最終3ラウンドになるとすっかり立場は逆転。スタンドの打ち合いから山田の上を取る西川は、打ち合いでの被弾で大量の鼻血も。しかし、全く意に返さず鉄槌、膝を落とし、動きの鈍った相手のバックを取りスリーパー。山田は組みの場面も力弱く倒しきれず、体力はエンプティーに近い。
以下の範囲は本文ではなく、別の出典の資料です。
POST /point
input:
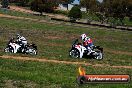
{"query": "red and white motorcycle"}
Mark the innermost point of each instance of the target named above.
(79, 51)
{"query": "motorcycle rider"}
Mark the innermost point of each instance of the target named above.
(21, 41)
(87, 43)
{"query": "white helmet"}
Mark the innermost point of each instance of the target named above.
(18, 36)
(83, 36)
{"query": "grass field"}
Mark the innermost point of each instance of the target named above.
(53, 42)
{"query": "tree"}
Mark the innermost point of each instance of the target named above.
(43, 5)
(90, 5)
(75, 13)
(66, 2)
(5, 3)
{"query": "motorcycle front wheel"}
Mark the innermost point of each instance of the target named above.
(74, 53)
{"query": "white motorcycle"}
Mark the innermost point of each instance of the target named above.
(79, 51)
(14, 47)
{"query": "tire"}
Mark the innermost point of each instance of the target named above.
(74, 53)
(99, 55)
(32, 51)
(8, 49)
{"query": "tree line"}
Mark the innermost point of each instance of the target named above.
(105, 10)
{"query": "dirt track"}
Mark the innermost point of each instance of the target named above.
(63, 62)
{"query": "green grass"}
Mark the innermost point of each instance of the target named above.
(52, 75)
(53, 42)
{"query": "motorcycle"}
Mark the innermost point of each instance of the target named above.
(79, 51)
(15, 47)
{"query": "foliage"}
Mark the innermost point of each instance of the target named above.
(75, 13)
(4, 3)
(43, 6)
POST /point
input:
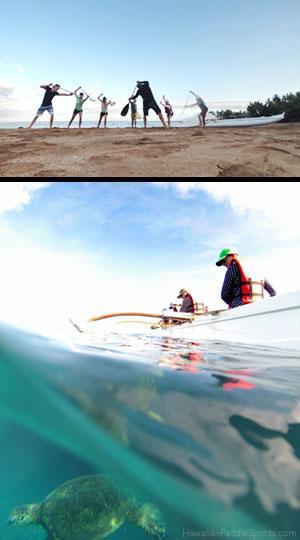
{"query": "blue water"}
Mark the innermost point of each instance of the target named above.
(208, 432)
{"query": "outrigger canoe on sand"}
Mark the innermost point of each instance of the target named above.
(273, 322)
(231, 122)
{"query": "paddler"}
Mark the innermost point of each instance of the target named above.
(238, 288)
(188, 304)
(80, 100)
(149, 102)
(50, 92)
(203, 108)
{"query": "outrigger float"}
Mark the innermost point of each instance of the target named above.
(273, 322)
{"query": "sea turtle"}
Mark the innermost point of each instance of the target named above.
(88, 508)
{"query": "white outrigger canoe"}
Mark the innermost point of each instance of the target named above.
(273, 322)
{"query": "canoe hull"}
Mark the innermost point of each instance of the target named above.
(273, 322)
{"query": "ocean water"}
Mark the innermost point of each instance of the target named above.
(209, 432)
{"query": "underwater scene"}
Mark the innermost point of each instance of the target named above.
(136, 436)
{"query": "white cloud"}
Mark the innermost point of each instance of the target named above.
(276, 204)
(14, 195)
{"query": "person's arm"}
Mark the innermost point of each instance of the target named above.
(135, 96)
(228, 284)
(268, 287)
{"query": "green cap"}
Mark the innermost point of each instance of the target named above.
(224, 253)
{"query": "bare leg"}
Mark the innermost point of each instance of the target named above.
(34, 120)
(71, 120)
(163, 121)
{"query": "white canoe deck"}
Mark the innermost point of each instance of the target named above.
(273, 321)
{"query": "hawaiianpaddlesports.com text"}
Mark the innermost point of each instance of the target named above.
(238, 533)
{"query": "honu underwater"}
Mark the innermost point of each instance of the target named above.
(135, 436)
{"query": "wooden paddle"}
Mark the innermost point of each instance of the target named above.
(178, 316)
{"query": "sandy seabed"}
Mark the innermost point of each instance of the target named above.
(262, 151)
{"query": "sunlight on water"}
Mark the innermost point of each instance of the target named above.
(207, 432)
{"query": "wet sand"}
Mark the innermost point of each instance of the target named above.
(264, 151)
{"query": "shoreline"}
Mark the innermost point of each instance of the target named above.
(258, 151)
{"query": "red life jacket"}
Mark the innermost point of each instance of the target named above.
(251, 290)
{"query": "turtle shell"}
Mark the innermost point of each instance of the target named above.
(86, 508)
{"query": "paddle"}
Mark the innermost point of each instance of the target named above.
(64, 90)
(178, 316)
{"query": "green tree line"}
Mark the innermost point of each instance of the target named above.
(276, 105)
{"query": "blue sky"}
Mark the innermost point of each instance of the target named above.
(228, 51)
(83, 248)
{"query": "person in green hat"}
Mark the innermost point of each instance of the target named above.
(238, 288)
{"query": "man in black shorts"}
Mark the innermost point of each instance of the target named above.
(51, 92)
(149, 102)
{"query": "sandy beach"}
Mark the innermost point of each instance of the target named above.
(264, 151)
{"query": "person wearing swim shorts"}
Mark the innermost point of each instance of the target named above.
(104, 110)
(203, 108)
(80, 100)
(168, 109)
(51, 92)
(134, 113)
(149, 102)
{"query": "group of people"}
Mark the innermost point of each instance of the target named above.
(238, 287)
(143, 90)
(53, 90)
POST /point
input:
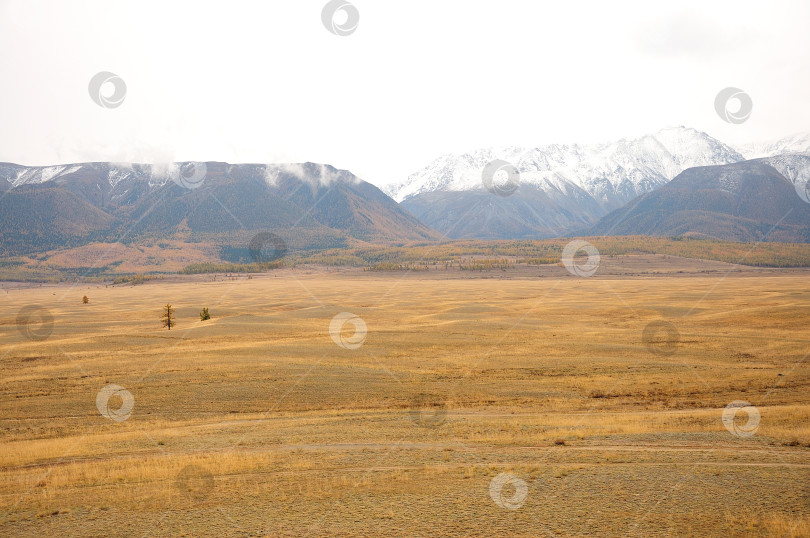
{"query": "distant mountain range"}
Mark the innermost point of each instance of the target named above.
(746, 201)
(308, 205)
(678, 181)
(563, 189)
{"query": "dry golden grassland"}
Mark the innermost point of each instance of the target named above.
(257, 422)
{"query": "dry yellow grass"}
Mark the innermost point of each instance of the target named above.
(257, 423)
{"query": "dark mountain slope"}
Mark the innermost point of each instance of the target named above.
(741, 202)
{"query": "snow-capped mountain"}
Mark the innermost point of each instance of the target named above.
(797, 143)
(562, 188)
(612, 173)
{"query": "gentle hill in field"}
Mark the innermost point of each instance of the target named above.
(747, 201)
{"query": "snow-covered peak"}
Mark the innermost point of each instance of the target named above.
(608, 172)
(797, 143)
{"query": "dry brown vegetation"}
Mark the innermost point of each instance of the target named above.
(256, 423)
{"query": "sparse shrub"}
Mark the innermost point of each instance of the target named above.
(168, 317)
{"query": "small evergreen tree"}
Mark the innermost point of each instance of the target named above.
(168, 317)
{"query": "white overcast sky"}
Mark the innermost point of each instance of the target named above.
(264, 81)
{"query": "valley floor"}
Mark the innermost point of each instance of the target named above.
(520, 404)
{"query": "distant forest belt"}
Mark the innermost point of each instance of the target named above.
(548, 251)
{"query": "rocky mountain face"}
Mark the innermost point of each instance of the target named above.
(758, 200)
(310, 205)
(561, 187)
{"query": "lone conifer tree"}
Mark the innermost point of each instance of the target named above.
(168, 317)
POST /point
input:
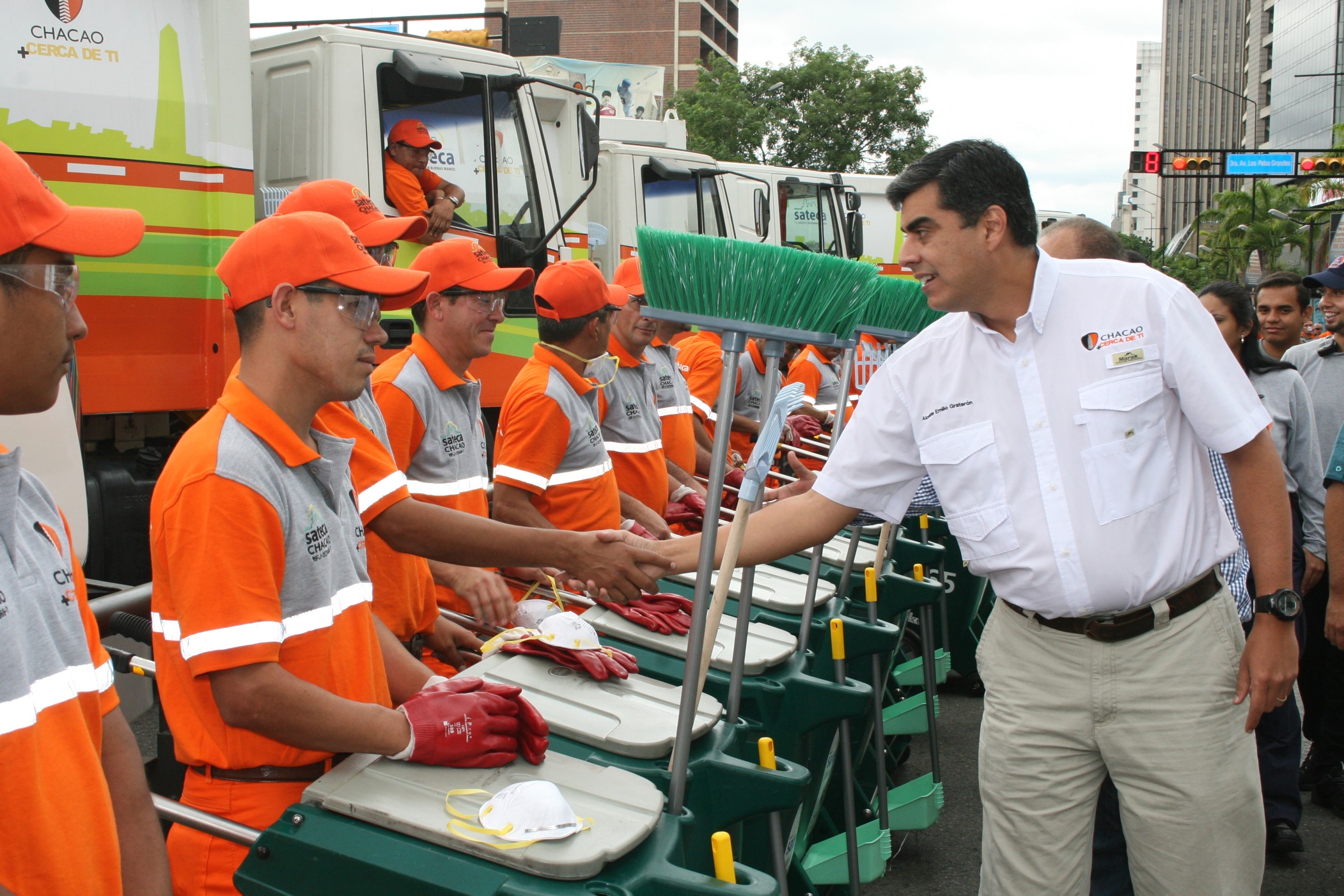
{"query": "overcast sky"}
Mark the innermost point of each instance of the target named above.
(1051, 80)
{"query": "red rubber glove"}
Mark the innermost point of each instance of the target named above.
(597, 664)
(533, 732)
(734, 479)
(475, 730)
(662, 613)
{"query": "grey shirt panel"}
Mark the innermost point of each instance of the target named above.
(42, 635)
(452, 452)
(1324, 378)
(315, 502)
(1289, 405)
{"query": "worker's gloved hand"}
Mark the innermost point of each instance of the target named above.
(600, 664)
(475, 730)
(533, 731)
(734, 479)
(660, 613)
(802, 428)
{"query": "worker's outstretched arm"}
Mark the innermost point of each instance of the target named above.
(773, 532)
(605, 560)
(267, 699)
(144, 861)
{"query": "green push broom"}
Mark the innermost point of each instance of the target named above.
(740, 289)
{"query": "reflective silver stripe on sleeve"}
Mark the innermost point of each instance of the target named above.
(578, 476)
(253, 633)
(380, 490)
(522, 476)
(708, 412)
(444, 490)
(68, 684)
(632, 447)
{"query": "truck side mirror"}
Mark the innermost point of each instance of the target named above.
(762, 214)
(425, 70)
(588, 141)
(854, 228)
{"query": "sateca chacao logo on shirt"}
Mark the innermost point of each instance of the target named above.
(453, 440)
(318, 537)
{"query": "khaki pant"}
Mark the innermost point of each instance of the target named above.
(1156, 713)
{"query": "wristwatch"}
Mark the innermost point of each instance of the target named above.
(1284, 605)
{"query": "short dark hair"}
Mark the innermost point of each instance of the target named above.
(1279, 279)
(1237, 298)
(1095, 238)
(972, 175)
(552, 331)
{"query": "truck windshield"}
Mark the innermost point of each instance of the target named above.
(809, 219)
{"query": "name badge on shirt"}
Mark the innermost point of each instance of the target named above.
(1130, 357)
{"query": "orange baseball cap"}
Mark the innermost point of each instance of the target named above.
(628, 275)
(307, 246)
(412, 130)
(464, 265)
(352, 206)
(573, 289)
(31, 214)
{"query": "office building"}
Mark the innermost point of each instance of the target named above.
(675, 34)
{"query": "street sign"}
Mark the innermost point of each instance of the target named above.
(1260, 164)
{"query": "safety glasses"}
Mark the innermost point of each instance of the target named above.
(361, 309)
(59, 280)
(385, 256)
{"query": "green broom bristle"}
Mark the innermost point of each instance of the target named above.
(753, 282)
(895, 302)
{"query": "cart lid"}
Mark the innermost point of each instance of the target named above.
(632, 716)
(780, 590)
(767, 645)
(409, 798)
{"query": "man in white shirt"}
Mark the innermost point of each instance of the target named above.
(1062, 417)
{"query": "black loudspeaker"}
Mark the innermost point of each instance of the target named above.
(534, 35)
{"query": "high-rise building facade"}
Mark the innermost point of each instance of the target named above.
(675, 34)
(1139, 202)
(1205, 38)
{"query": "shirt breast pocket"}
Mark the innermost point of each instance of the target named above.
(1129, 465)
(965, 470)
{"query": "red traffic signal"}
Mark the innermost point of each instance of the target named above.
(1192, 163)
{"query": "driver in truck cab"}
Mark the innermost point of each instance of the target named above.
(412, 187)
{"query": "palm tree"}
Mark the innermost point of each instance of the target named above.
(1241, 225)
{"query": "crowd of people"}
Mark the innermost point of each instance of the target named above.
(1147, 477)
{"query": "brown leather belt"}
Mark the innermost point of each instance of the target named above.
(1136, 622)
(312, 771)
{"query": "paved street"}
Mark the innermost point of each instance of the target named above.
(945, 860)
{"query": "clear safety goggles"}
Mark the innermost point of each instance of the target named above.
(361, 309)
(385, 256)
(484, 302)
(59, 280)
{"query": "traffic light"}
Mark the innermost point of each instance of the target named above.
(1145, 163)
(1192, 163)
(1323, 164)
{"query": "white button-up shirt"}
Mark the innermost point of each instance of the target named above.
(1070, 463)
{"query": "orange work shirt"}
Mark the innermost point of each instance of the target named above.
(632, 430)
(550, 444)
(403, 190)
(403, 589)
(58, 833)
(675, 409)
(258, 557)
(437, 436)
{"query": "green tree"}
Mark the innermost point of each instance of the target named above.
(827, 109)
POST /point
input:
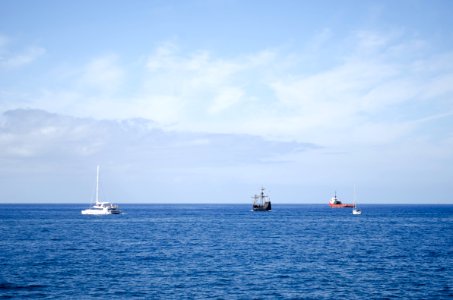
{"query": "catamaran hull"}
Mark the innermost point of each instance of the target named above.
(99, 212)
(266, 207)
(341, 205)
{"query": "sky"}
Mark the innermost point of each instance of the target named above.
(207, 101)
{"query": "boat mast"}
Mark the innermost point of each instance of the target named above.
(97, 184)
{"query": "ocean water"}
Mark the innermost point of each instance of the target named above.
(227, 252)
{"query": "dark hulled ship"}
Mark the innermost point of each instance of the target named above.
(261, 202)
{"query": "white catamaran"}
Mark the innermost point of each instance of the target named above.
(101, 208)
(355, 209)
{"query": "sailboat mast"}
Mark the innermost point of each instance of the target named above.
(97, 184)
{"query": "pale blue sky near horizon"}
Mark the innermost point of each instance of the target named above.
(207, 101)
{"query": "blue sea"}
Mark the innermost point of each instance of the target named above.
(227, 252)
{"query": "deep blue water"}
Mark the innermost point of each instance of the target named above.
(227, 252)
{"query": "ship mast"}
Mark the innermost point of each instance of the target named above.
(97, 184)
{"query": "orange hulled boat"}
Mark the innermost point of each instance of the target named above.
(335, 203)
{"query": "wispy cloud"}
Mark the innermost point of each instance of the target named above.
(270, 93)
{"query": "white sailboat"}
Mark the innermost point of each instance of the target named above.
(101, 208)
(355, 209)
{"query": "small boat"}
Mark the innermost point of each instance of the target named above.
(335, 203)
(355, 209)
(101, 208)
(261, 202)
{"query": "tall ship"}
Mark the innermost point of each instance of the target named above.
(335, 203)
(100, 207)
(261, 202)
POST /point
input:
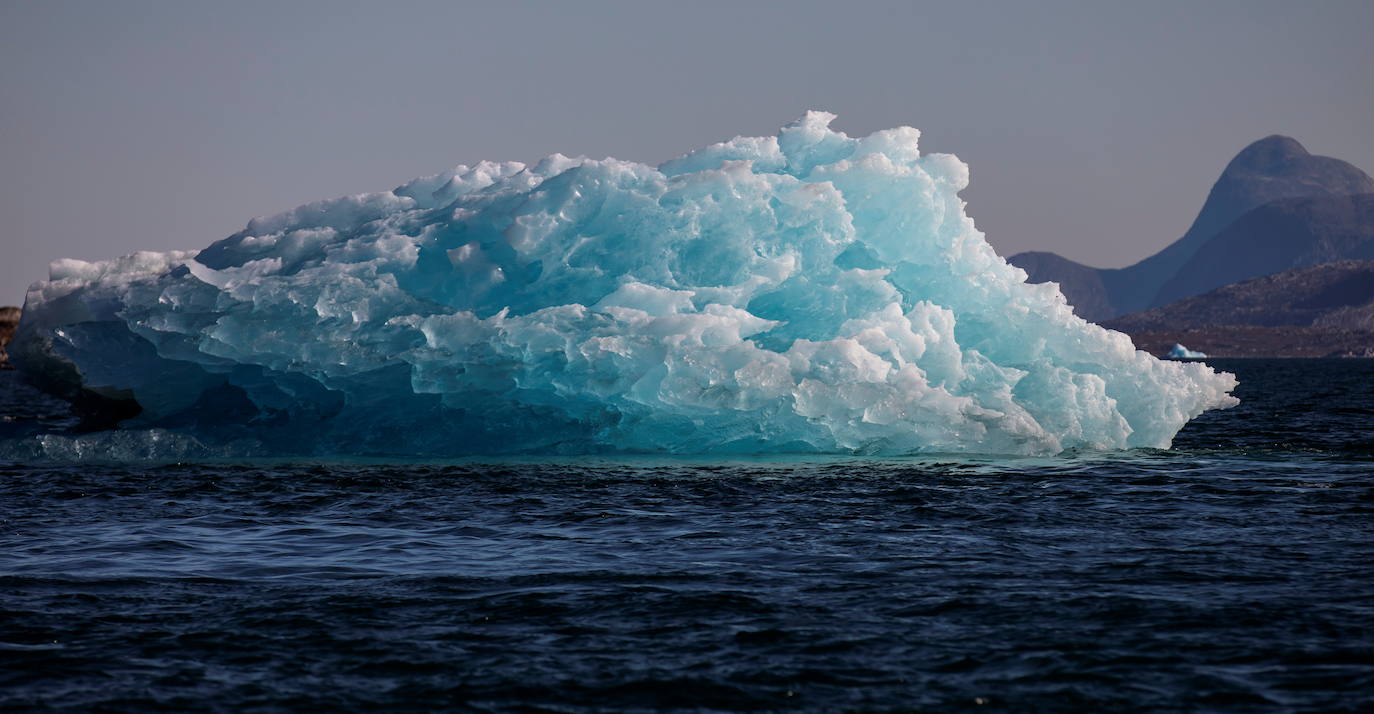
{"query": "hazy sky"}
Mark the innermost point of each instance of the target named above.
(1093, 129)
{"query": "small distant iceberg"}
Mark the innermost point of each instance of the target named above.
(1179, 352)
(807, 291)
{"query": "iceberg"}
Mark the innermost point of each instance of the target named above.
(1179, 352)
(801, 293)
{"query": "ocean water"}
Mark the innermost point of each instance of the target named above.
(1233, 573)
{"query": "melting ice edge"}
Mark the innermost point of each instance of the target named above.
(798, 293)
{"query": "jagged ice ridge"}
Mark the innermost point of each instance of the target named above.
(798, 293)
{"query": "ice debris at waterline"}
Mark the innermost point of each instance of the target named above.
(1179, 352)
(798, 293)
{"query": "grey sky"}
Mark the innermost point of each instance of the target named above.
(1093, 129)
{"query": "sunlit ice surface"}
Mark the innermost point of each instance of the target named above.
(803, 293)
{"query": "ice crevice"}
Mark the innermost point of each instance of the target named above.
(798, 293)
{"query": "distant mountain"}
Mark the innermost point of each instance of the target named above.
(1278, 236)
(8, 321)
(1079, 283)
(1308, 312)
(1274, 168)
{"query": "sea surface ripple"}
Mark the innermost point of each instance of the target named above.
(1234, 573)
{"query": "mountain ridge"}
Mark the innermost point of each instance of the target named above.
(1270, 169)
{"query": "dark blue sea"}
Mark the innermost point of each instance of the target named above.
(1233, 573)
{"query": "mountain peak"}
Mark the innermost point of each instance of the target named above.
(1268, 154)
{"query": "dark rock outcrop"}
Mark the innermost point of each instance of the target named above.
(8, 321)
(1079, 283)
(1322, 311)
(1275, 168)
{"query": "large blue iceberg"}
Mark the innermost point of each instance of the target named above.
(797, 293)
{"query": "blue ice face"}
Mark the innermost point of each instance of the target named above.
(800, 293)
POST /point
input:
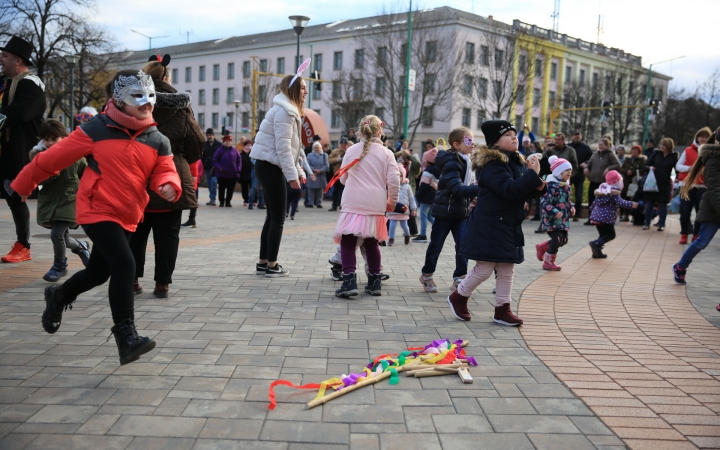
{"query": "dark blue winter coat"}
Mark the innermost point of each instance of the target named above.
(493, 231)
(453, 197)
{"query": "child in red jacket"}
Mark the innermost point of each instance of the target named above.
(125, 152)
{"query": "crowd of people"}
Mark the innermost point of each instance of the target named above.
(479, 193)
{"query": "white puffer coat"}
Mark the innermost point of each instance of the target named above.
(278, 139)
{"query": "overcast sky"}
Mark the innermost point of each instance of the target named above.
(642, 27)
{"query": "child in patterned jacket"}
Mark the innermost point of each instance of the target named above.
(556, 210)
(604, 211)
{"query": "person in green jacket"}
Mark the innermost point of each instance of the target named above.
(56, 203)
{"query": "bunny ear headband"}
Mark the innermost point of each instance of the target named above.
(301, 69)
(165, 60)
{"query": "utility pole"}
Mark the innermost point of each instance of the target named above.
(407, 73)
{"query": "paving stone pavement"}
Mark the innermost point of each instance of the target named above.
(224, 334)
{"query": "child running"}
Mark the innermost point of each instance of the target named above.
(372, 184)
(604, 211)
(125, 154)
(494, 236)
(557, 210)
(707, 164)
(56, 202)
(456, 189)
(406, 198)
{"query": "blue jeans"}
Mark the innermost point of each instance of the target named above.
(212, 185)
(707, 232)
(440, 231)
(649, 206)
(425, 212)
(393, 227)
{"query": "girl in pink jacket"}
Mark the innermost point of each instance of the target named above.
(372, 185)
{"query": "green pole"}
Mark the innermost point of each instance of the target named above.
(647, 109)
(407, 71)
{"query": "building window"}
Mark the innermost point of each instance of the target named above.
(482, 87)
(431, 51)
(469, 53)
(337, 61)
(467, 85)
(382, 56)
(485, 55)
(359, 58)
(427, 116)
(429, 83)
(466, 117)
(380, 86)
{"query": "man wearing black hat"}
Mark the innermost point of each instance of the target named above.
(211, 146)
(21, 113)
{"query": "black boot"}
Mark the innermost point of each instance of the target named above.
(348, 288)
(374, 286)
(130, 345)
(55, 304)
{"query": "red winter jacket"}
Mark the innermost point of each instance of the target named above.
(120, 165)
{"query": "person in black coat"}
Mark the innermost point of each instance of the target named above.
(661, 162)
(456, 189)
(23, 107)
(493, 235)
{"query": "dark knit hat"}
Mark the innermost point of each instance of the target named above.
(494, 129)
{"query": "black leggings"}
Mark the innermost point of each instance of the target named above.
(21, 217)
(558, 238)
(165, 227)
(110, 258)
(606, 232)
(226, 187)
(273, 182)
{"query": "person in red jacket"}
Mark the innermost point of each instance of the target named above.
(125, 153)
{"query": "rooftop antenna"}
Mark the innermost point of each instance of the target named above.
(187, 34)
(556, 16)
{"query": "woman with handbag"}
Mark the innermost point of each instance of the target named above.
(632, 169)
(661, 163)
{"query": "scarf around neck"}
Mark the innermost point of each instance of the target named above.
(128, 122)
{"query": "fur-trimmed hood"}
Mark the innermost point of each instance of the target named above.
(484, 155)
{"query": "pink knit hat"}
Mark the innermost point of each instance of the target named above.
(558, 166)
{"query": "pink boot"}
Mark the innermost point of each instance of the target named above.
(541, 249)
(549, 263)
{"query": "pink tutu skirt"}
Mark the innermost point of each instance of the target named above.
(361, 226)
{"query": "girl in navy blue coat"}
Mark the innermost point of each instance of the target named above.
(493, 234)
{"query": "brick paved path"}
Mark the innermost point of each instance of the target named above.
(225, 333)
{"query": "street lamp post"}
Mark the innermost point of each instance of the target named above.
(150, 38)
(299, 23)
(71, 60)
さらに西川の狂気を感じさせる場面は続く。立ち上がり、自らの手で大量の鼻血を拭うと、あろうことか山田の顔面目掛けて血しぶきを投げつける。これには試合を中継したABEMAの視聴者も「血を投げるな」「血しぶき攻撃」「鼻血投げるな」など即座に反応。その後も西川は、相手に何やら荒々しい言葉を投げかけながら上から殴り続ける。
残り2分、サイドポジションから山田の左腕を取りアームロック狙い。体力が消耗しているとはいえ国内屈指のグラップラーを圧倒し始める西川。解説席の宇野薫も「山田選手が取られるとは考え難い」とにわかに信じられない光景に言葉を漏らすが、エグいヒジ、パウンド連打で最後の仕上げに入っていく。
最後は虫の息の山田を削り、左腕を取って鮮やかな腕ひしぎ腕十字。グリグリと締め上げる様子に山田陣営が危険と判断してタオルを投入。と同時に、山田も無念のタップとなった。
階級差を全く感じさせずに難敵を相手のフィールドの寝業で仕留めた西川にファンは「セオリーの上を行く」「化け物だ」と唖然。敗戦を予想していたのか視聴者数人が相次いで「西川選手疑ってごめんなさい、本物でした」など、謝罪のコメントまで寄せられていた。